FIG. 1 is a graph data diagram;

FIG. 2 is a adjacency matrix diagram of an oblivious graph;

FIG. 3 is a adjacency matrix diagram of the ownership map;

FIG. 4 is a schematic diagram of the operation of the process of the present invention;

FIG. 5 is a flow chart of an implementation of the method of the present invention.

Detailed Description

The invention relates to the field of data mining, in particular to a rapid summary abstract and reconstruction technology and a device of a big homogeneous relation graph, which comprise the following steps:

the invention provides a technology for converting a large graph into a summary graph, which can measure whether the summary graph is excellent or not specifically, the summary graph is restored to a reconstructed graph from the summary graph, and then the difference between the reconstructed graph and an original graph is calculated, wherein the smaller the difference is, the more excellent the summary graph is, and the better the technology for converting the large graph into the summary graph is.

Therefore, the invention uses a new reconstruction method based on the configuration model to better measure the difference between the reconstructed image and the original image. (1) Reconstruction scheme: given a summary graph, we can reconstruct the original graph based on the graph summary model. A new abstract graph reconstruction method is defined in the method: a is to be_SAnd a' are respectively represented as a summary map and a reconstructed adjacency matrix.

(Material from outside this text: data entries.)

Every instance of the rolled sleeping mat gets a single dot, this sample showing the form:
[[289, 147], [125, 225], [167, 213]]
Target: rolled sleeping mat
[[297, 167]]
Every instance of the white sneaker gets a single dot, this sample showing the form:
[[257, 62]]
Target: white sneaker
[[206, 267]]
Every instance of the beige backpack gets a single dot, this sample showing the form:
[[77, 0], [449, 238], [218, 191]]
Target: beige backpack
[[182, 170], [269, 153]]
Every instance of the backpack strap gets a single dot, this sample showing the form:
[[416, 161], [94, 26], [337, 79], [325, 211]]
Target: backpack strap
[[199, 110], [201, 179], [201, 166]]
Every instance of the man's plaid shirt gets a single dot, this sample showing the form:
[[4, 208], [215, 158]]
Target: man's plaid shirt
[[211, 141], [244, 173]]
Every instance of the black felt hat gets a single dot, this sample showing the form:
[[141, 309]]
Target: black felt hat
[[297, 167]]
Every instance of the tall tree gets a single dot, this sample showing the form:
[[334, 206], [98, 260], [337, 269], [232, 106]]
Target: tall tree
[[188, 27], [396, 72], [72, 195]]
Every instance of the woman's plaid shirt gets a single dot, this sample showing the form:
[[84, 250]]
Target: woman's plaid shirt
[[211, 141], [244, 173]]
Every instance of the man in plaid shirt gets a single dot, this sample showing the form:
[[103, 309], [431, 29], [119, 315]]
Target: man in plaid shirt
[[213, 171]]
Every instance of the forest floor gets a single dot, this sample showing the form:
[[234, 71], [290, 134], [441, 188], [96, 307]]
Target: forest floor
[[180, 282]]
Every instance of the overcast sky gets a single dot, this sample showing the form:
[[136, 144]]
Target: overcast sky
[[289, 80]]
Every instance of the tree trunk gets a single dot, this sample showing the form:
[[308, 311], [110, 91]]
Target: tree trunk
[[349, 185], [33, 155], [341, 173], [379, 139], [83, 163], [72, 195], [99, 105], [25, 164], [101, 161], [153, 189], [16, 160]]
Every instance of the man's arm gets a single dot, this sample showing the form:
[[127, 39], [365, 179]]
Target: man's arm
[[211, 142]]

The configuration-based reconstruction method (CR method) is calculated as follows:

wherein S_kAnd S_lAre supernodes belonging to nodes i and j, respectively. We use d_iAnd d_jRepresenting degrees of nodes i and j; we used D_kAnd D_lRepresenting a supernode S_kAnd S_lDegree of (c). The reconstructed edge weight a' (i, j) is therefore proportional to the product of the end point degrees. In the abstract diagram, each node of the original graph belongs to one unique supernode. And k and l respectively represent the super node subscripts of the nodes i and j in the abstract graph.

In equation one, Sk and Sl are represented in Dk and Dl. That is, the edge weights of the reconstructed graph will take into account the degree di dj of the node itself and the degree Dk Dl of the supernodes Sk, Sl to which they belong.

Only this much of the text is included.